From AAI’s research, it has been realized that if actual reconciliation and peace building efforts are not forged, the capital, Freetown and Sierra Leone in general could be paralyzed by a complete breakdown in public order as soldiers and ex-combatant accustomed to loot, and unemployed Sierra Leoneans are widespread.
In view of the above mentioned general realities, the following recommendations are derived.
· That the current Sierra Leonean government desists from its lack of pragmatic approach, which is one reason why the Country’s political, economic, and social policies and institutions are not well established and flourishing.
· That in order for peace, security and democracy to be fully maintained, the Government and civil society’s organizations must make effort to bring all of the country’s stakeholders and regions into the republic’s political and economic processes.
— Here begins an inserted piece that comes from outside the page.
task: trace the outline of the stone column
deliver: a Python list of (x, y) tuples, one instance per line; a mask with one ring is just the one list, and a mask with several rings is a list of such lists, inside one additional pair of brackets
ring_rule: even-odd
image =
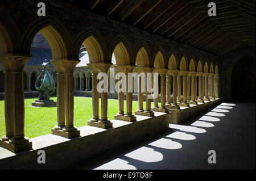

· That the government takes concrete steps to prevent its officials and party loyalist from acts of self-serving, institutional corruption and nepotism as standard practices ;
· That the current government with support from the international community initiates mass civic awareness and education on national reconciliation, tolerance, human rights and peaceful co-existence. There is also a need to organize regular training seminars for the military and law enforcement officials/ officers on human rights; humane and correct Judicial and police procedures in relations to surveillance, arresting and interrogation methods, and political and social sentiments control so as to prevent the mentality of the past; and
· That the present government and all Sierra Leoneans desist from the act of witch-hunt of perceived enemies and opposition as that could restart the ugly past of the war.